Bone-eating worms that can devour an entire whale carcass were also feasting on prehistoric reptiles more than 100 million years ago, scientists say.
Image: Osedax worms
Modern Osedax worms appear to extend flesh tendrils laced with symbiotic bacteria into the bones they consume.Nicholas Higgs
/ Source: NBC News

Bone-eating worms that can devour an entire whale carcass were also feasting on prehistoric reptiles more than 100 million years ago, a new study finds.

No one knows when the first Osedaxworms started scavenging sunken carcasses on the ocean floor. The bizarre, finger-length worms are soft-bodied and leave no fossils behind, so their origin is lost to time. But traces of the creatures' strange dining habits can be detected on ancient fossils.

Image: Osedax worms
Modern Osedax worms appear to extend flesh tendrils laced with symbiotic bacteria into the bones they consume.Nicholas Higgs

Today, Osedax worms feast on dead whales. But 100 million years ago, they bored into the bones of sea turtles and the marine reptiles known as plesiosaurs, scientists from Plymouth University report Wednesday in the journal Biology Letters. [The 12 Weirdest Animal Discoveries]

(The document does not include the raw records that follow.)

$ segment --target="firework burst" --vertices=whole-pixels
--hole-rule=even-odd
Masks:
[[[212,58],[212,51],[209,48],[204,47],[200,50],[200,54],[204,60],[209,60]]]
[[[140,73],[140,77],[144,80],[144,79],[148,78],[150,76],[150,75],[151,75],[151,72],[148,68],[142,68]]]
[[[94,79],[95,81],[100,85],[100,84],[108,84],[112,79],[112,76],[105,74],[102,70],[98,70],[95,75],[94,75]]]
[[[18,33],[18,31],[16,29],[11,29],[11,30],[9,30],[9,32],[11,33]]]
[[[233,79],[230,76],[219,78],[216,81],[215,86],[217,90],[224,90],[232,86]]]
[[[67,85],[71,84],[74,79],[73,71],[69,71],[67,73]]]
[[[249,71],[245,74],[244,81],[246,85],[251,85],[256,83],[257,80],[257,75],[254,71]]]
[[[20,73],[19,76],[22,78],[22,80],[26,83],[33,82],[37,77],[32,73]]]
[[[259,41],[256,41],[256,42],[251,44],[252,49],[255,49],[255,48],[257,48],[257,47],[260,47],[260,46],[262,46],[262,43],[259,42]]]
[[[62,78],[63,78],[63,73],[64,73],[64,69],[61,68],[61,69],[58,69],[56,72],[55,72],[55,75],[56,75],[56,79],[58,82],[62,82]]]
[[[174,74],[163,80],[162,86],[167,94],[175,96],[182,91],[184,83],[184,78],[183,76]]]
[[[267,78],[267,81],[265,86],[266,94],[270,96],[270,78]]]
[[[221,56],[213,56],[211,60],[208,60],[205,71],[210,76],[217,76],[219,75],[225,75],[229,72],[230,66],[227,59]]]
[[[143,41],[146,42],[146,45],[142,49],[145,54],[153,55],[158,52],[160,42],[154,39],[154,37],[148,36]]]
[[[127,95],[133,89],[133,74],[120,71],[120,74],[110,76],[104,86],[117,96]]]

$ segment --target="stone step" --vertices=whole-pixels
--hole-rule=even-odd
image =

Lead study author Silvia Danise hunted through gnarly bones in the drawers and displays of the Sedgwick Museum in Cambridge to find fossils gnawed by Osedax. "I was looking for things that were weathered, or with an irregular surface, which is what happens in the modern bones that are attacked by Osedax," said Danise, a paleontologist who is now at the University of Georgia in Athens.

For creatures with no mouths or guts, bone-eating worms are amazingly effective eaters. (Some species use acid instead.) The worms were discovered on the seafloor off the coast of California, gorging on a whale.

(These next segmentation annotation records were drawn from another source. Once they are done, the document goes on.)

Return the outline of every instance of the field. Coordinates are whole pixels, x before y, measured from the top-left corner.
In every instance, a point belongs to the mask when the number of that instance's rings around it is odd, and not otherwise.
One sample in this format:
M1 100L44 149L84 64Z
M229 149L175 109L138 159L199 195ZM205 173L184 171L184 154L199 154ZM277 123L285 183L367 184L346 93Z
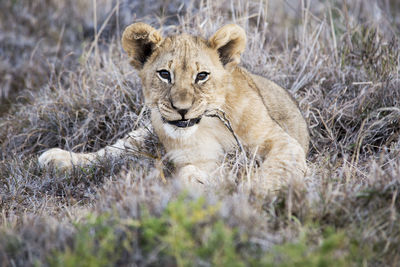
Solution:
M0 1L1 266L399 266L396 0ZM52 147L98 150L144 125L127 25L209 37L241 25L242 66L295 97L306 192L256 192L240 153L205 193L148 151L63 173ZM164 178L165 177L165 178Z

How the worms eat remains a mystery, but scientists think the creatures extend fleshy tendrils laced with symbiotic bacteria into the bone. The tendrils carve through the nutrient-rich tissue and extract collagen and fat with help from the bacteria. This eating action leaves behind an empty pocket that resembles a tree stump with roots.

Danise hit pay dirt with several old bones from the end of the Mesozoic era, before the Cretaceous mass extinction that killed off the dinosaurs and the plesiosaurs 65 million years ago. There were distinctive round boreholes and rootlike cavities in bones from turtles and plesiosaurs.